I have no idea why other people writes. I’m not even sure about why I write, but here it is:
As difficult as it, I write because it is a continuous challenge. I’ve taught and I’ve been a multilingual scientific translator, both demanding jobs. But compared to writing they’re a piece of cake, and they become routine. In writing I invent the job everyday. It’s sort of like building the road and being the first to drive on it. It never gets stale.
As low prestige as it is, I write because I can compete with myself. I never understood status symbols and money beyond enough to be secure tends to leave me cold.
As little as I care for “honors” I write because I want to be read. Story telling implies someone listening to the stories. There isn’t anything more gratifying than getting an email telling me “I was having the worst day of my life, till I read….” And getting five or six of them in a day is better than a standing ovation.

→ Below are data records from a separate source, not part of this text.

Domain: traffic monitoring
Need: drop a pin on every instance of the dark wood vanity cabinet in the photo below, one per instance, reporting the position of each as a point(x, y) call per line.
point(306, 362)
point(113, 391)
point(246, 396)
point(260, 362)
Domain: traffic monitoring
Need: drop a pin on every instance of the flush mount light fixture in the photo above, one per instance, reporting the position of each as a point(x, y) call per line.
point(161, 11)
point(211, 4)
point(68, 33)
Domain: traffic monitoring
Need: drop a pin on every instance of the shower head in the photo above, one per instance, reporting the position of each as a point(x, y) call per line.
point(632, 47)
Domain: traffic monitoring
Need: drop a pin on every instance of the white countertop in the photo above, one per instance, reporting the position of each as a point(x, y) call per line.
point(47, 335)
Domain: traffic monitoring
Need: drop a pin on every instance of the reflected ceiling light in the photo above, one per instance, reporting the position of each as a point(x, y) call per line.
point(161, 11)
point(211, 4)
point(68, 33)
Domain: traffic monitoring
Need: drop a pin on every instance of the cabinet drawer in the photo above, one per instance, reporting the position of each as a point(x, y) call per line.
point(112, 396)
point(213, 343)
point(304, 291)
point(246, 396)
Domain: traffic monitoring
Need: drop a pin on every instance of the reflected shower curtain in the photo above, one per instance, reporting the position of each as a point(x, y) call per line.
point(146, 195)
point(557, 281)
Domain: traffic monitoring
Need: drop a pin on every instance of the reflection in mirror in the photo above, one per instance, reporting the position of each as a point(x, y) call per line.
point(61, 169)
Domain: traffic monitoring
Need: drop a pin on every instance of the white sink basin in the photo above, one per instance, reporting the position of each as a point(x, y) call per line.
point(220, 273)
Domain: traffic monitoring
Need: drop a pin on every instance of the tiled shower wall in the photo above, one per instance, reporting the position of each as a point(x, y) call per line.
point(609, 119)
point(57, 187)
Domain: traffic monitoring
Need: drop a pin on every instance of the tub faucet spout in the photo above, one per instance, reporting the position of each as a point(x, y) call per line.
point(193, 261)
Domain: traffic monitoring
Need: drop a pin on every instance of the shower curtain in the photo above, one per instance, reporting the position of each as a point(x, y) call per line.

These days when I have a few fans, I write because of the pitiful letters asking for more Kyrie and Tom or Thena and Kit, or even “what happens next in the Magical British Empire?” I often find myself putting a note in and going “oh, so and so will love knowing there will be kitty dragons of sorts.”
And most of all, of course, I write because I can’t avoid writing. I write because as far as that goes, I’m a machine for turning world into story.

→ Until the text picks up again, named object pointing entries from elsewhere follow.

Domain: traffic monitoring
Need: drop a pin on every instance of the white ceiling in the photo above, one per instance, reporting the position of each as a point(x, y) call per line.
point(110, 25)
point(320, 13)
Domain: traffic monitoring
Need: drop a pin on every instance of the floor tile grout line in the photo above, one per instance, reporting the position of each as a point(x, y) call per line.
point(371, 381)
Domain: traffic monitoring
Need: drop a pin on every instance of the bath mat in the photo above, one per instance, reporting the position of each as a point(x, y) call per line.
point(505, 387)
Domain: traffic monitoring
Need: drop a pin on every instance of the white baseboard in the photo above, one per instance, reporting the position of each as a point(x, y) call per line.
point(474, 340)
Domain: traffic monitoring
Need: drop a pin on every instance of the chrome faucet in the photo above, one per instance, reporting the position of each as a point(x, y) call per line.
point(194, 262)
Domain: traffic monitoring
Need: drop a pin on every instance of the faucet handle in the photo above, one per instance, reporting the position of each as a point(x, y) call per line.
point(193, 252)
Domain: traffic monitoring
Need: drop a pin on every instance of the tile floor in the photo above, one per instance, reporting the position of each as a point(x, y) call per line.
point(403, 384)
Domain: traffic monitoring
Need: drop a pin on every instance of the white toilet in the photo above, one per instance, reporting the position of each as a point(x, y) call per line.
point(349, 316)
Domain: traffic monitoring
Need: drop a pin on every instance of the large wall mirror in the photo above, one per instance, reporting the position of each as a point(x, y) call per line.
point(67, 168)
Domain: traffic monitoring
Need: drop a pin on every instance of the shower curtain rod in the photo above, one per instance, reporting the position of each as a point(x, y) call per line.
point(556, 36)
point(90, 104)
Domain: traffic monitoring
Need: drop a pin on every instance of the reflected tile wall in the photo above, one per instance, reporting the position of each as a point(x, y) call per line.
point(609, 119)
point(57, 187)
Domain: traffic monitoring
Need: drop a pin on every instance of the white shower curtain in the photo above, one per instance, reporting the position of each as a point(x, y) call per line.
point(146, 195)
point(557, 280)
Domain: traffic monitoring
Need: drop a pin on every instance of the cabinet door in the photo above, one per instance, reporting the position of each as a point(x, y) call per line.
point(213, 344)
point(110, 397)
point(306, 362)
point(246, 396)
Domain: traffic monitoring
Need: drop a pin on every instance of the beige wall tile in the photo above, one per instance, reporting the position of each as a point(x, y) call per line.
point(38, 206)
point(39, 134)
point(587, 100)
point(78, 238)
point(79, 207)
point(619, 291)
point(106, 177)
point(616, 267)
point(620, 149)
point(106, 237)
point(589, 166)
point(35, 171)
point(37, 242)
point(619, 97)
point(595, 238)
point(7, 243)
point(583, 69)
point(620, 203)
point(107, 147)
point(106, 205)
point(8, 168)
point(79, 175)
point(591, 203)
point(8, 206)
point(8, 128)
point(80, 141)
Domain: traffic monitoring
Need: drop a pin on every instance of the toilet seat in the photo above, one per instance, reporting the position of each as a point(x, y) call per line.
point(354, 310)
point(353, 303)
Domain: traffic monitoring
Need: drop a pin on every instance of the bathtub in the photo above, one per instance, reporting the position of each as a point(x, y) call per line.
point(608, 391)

And this is why I struggled for sixteen years to break in, why I have refused to let the screwed up establishment kill my career, even if it meant writing six books a year (they’d bury my career and it would shove its head out of the grave screaming “Brainz” and lurch merrily on), and why I am now, when the mid century is running full tilt at my face, I am in a way starting anew, in a field that has changed so much as to be unrecognizable and which will require me to learn marketing, as I’ve learned other things in the past – things that weren’t immediately and obviously part of story telling.
Because I can. Because I must. Because I am writer.
And you? Why do you write? And if you don’t, why do you read?
*crossposted at According To Hoyt*
Interesting. Over on my own blog I addressed the “why write” subject and came to much the same conclusion. The writer/storyteller is a old as human civilization, probably older. It’s a near universal trait among humans, this urge to craft stories, whether it’s “No sh.., there I was,” or “It was a dark and stormy night,” or “Her world exploded. It wasn’t a large world, or particularly valuable; just a rock really, scarcely more than a large asteroid, but it was hers. And now, it was gone.”
Some people have it more strongly than others. These are our storytellers, our mythcrafters, our writers. And I like to fancy myself in some small way as one of them.
In the end one isn’t a writer because one writes. One writes because one’s a writer.
David,
I think we’re all descended from some neolithic madman, roaming the landscape hearing voices (grin.)
What David said.
To which I would add we make sense of the world through story and we remember important things better because we heard them in a story and cared about the characters.
I’ve just done an interview where I talk about this. Am thinking of doing a blog post about it.
I long ago gave up wondering if I write because I am, or I am because I write. Either way, if I don’t write, Bad Shit happens.
Rowena,
Yes, the human brain seems to work through story.
Kate,
oooh, yeah.
When I don’t write my imagination takes over my dreams. And I find myself getting up at Oh dark thirty and writing it all down, because it was such a strange and cool idea. So, not writing doesn’t last long.
Yes, when I haven’t been writing, I quickly get into “VERY weird dream territory.”
I’m not sure I have a choice. My imagination has always been one of my greatest assets – and SF&F just seems the ideal outlet. If only it would pay, damnit!
Well, I can write about anything — but yeah, the money… sigh. Well, we shall try, right?